Mesentericin Y105 is a 37 amino acid class IIa bacteriocin produced by Leuconostoc mesenteroides Y105 (Morisset et al., 2004). The structural gene encoding mesentericin Y105 designated mesY is located on a 35-kb plasmid (pHY30). All genes responsible for mesentericin Y105 production are organized in an operon like fashion constituting five ORFs (figure 1.5b). Each cluster, however, formed a separate operon that was surprisingly transcribed in a different and opposite direction from the other (Fremaux et al., 1995). The immunity gene (mesI) is situated directly downstream from mesY. A unique feature of these gene clusters was the presence of a stem loop structure, downstream from mesI. This structure is believed to be the terminator flanking mesI gene (Morisset et al., 2004). Three additional ORFs have also been located and have been termed mesC, mesD and mesE. MesD resembled atypical ATP-dependent transporter, while mesE encodes for the accessory protein that acts as a membrane anchor and assists the transporter protein. The function of mesC however, remains unknown (Fremaux et al., 1995).

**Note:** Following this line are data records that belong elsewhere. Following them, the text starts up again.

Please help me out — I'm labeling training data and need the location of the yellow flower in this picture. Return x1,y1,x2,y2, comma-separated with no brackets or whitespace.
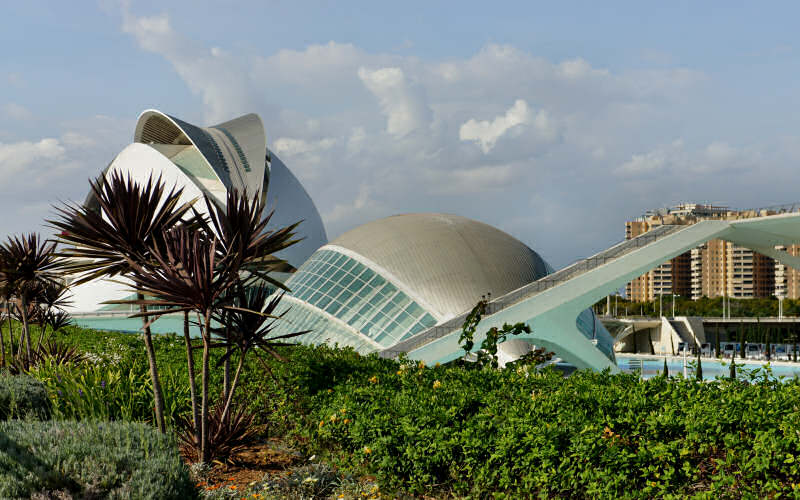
418,361,426,370
368,375,379,384
329,414,338,423
340,408,347,414
435,362,441,367
432,380,442,390
319,420,325,428
327,388,333,393
343,418,351,425
396,370,403,376
363,446,372,454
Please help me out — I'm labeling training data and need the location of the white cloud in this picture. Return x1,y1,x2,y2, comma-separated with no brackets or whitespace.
460,99,547,153
326,184,377,223
3,103,33,121
5,73,24,87
426,164,518,194
704,141,736,163
120,8,258,123
273,137,336,157
60,132,96,148
0,138,65,182
557,58,609,80
346,127,367,155
357,67,431,137
117,7,797,268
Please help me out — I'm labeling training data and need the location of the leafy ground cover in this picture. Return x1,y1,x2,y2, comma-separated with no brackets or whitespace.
0,373,50,420
6,321,800,498
0,420,195,499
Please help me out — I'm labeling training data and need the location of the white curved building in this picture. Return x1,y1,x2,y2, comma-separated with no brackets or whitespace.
70,109,327,315
265,213,615,364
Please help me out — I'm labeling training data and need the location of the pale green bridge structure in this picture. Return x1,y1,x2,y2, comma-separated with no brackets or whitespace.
381,212,800,372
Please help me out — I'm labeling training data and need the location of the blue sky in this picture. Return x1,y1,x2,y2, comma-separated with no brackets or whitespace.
1,1,800,268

A large amount of studies have been conducted on the genes encoding bacteriocins, mesentericin Y105 and leucocin A (Morisset et al., 2004). These revealed the presence of sequence homology between mesI and lcaB. Additional homology was found between mesD and the gene encoding an ATP-dependent transporter for leucocin A (lcaC) (van Belkum &
Stiles, 1995). This raised questions about the similarities existing between mesentericin Y105 and leucocin-A UAL187 both on their antimicrobial activities and structure.
Figure 1.5. Organization of the gene clusters involved in the production and immunity of (a) leucocin A and (b) mesentericin Y105. Open reading frames are represented by arrows with the corresponding colors: bacteriocin pre-peptide (red), immunity genes (black), ABC- transporter (dark blue), product with unidentified function (white). The number of amino acid residues encoded by each ORF is indicated below each arrow. Promoters are represented by green boxes and terminators by red lollipops. With respect to carnobacteriocin B2 and BM1, the same ORFs exist (Ennahar et al., 2000).